Quand je regroupai mes affaires dans mon attaché-case et ma petite valise avant l’heure du taxi je perdis beaucoup de temps à chercher quelque chose. Ce n’était pas resté sur la tablette de la salle de bain, au milieu des fioles d’after-shave, de conditioner et de shampoo. Pas non plus dans le drawer d’une table de nuit, avec la bible de Gédéon. Ni dans le mini-fridge entre les mignonnettes de Jack Daniels et de Smirnoff. Pas au fond de la trousse de toilette. Pas sous le lit king-size ni dans le safe. Ni dans aucune poche de pyjama, ni de chemise, de veste, de pantalon portés la veille au soir... Je fouillai, retournai tout deux fois, trois fois. Rien... Je ne retrouvai pas le petit appareil que, quelques semaines plus tôt, un dentiste avait substitué à deux molaires qu’il avait jugé bon d’extraire.
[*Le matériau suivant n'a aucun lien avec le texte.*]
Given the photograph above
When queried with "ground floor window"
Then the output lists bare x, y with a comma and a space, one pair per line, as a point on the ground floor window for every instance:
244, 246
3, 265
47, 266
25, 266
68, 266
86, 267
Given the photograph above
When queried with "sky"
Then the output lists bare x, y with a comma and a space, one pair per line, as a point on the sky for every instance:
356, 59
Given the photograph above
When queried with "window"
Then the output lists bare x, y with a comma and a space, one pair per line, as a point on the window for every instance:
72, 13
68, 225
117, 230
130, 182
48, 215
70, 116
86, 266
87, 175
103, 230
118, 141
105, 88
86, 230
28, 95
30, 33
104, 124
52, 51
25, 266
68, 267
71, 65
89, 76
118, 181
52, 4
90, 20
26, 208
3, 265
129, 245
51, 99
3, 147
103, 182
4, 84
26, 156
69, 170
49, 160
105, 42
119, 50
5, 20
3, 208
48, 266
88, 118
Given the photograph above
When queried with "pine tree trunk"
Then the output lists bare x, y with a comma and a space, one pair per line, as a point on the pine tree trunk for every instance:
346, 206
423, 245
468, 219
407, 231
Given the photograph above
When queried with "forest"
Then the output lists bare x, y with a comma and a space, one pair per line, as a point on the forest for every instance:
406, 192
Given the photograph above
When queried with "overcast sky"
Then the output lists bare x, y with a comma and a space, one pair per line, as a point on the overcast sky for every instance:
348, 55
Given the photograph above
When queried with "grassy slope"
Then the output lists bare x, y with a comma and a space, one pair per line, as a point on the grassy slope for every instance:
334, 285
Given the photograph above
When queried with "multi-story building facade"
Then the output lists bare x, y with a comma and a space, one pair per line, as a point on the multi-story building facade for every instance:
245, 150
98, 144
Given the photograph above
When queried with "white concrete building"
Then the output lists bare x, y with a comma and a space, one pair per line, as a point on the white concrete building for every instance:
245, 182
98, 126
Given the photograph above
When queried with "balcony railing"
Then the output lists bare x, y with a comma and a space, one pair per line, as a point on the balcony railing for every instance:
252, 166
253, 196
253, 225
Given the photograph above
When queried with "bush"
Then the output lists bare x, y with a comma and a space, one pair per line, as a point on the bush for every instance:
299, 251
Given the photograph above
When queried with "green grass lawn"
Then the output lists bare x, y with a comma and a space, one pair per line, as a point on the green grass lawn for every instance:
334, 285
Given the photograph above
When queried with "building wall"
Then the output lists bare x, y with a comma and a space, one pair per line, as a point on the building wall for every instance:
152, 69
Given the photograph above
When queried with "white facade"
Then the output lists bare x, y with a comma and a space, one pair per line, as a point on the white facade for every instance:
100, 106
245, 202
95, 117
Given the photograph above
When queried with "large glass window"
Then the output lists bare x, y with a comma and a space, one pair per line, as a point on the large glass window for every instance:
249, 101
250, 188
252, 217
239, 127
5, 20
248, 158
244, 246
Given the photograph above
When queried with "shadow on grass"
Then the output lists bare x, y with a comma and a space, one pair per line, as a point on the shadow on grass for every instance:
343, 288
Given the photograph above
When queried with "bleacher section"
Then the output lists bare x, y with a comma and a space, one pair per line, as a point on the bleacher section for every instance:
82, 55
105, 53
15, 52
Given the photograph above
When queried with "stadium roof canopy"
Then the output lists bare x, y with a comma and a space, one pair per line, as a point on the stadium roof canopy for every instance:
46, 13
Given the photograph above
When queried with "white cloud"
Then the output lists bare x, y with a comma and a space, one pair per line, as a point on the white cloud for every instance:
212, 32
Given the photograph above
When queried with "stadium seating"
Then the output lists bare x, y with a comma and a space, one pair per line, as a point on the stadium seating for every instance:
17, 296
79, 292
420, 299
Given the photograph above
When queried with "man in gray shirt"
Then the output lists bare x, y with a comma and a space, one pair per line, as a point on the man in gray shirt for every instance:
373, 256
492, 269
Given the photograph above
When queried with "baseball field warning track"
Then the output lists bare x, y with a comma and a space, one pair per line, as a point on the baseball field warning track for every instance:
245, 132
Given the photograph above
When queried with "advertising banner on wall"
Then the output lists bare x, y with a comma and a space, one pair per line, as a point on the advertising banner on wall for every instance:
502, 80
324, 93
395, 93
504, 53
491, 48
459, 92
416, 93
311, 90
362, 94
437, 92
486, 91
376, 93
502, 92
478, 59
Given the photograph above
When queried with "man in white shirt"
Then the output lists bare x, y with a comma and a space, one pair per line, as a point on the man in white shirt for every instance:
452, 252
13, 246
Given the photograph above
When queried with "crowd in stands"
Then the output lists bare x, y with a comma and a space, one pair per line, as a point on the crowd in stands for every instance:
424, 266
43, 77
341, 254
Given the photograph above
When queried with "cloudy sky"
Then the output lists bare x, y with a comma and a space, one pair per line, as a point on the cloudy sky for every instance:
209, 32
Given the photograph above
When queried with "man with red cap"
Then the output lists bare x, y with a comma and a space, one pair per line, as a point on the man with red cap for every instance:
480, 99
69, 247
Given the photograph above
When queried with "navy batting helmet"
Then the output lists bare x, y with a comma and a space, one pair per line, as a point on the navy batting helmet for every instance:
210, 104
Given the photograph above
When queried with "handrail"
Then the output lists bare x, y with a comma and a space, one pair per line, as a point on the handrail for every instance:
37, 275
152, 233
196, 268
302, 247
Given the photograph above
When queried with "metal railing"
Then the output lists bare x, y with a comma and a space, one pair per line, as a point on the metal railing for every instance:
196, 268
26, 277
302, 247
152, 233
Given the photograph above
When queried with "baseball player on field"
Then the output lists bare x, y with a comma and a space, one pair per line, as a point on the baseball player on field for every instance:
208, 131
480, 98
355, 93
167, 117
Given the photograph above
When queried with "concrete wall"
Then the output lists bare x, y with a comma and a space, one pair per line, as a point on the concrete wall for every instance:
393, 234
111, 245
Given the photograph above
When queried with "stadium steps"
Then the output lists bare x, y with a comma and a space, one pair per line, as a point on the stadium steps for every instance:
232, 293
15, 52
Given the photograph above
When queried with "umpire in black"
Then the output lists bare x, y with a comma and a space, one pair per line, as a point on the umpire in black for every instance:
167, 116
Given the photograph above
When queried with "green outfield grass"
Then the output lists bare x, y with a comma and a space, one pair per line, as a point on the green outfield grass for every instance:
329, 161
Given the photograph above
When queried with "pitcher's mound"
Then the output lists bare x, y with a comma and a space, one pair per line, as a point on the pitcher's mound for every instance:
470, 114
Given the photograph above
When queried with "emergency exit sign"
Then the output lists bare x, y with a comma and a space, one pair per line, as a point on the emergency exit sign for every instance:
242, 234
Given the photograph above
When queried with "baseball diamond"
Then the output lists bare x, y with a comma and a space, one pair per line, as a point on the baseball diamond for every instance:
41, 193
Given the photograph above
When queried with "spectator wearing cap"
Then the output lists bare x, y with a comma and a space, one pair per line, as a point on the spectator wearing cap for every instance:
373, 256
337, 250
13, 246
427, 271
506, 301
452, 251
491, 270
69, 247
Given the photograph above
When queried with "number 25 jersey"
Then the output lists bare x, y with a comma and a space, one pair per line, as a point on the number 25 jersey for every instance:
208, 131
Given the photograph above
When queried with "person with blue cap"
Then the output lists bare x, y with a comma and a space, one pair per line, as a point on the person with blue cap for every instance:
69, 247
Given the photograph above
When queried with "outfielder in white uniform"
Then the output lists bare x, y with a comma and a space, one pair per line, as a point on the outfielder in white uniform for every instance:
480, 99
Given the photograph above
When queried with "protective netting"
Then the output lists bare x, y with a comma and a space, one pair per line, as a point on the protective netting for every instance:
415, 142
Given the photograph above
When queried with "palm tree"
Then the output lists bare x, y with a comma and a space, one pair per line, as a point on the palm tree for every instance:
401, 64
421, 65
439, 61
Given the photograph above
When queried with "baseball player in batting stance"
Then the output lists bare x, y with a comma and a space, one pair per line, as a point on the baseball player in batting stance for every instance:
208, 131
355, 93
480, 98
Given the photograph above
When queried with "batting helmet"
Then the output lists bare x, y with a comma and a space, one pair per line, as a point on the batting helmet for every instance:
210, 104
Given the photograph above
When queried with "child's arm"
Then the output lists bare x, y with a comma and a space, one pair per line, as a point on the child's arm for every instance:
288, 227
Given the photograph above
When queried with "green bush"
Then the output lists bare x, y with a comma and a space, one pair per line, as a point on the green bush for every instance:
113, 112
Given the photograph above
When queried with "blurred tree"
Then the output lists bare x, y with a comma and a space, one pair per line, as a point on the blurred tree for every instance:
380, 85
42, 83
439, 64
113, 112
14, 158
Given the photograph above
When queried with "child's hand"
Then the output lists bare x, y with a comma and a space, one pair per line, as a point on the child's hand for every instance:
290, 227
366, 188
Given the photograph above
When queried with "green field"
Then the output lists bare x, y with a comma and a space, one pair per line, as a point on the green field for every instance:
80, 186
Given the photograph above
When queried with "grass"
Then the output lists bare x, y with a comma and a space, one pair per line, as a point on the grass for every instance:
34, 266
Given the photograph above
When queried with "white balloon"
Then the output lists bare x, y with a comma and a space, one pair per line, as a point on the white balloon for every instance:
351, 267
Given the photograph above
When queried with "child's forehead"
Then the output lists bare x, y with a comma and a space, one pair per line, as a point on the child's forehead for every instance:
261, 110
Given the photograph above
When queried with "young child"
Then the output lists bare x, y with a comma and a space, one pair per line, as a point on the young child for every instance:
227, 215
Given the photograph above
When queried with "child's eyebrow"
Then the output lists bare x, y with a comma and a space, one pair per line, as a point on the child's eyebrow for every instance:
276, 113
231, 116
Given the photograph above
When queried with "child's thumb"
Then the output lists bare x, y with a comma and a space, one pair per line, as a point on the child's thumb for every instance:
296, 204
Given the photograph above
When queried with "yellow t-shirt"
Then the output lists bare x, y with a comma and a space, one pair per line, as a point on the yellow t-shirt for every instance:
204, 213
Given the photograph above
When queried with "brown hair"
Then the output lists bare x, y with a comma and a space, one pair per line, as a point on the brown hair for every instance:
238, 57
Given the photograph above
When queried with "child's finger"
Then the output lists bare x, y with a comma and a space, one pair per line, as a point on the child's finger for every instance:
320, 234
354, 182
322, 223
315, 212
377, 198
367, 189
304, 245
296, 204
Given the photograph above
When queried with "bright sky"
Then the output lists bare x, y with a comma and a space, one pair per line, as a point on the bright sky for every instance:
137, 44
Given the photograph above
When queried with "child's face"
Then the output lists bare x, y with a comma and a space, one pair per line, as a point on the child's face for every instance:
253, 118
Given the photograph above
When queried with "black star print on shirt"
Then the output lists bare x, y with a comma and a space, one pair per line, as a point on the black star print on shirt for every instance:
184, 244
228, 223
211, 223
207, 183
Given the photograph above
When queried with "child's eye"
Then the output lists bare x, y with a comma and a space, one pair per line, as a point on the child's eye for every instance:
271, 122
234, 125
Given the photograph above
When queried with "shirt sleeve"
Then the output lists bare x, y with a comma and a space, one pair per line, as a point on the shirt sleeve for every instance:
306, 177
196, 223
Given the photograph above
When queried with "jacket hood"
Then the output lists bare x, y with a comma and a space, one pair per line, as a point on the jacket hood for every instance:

Une petite prothèse munie de crochets, qui ne tenait pas en place et me gênait. Qu’avais-je bien pu en faire ? L’avais-je perdue dans un glass de Four Roses ? Ou posée sur le piano ? Ou sur la nappe, près des couverts de ma voisine ? Je ne le saurai jamais. Personne n’a rien dit. J’ai pris le parti de m’en passer...


[1] Si ça ne vous dit rien, faites donc un détour par le numéro 81 de Mots Parallèles du 23/5/2012...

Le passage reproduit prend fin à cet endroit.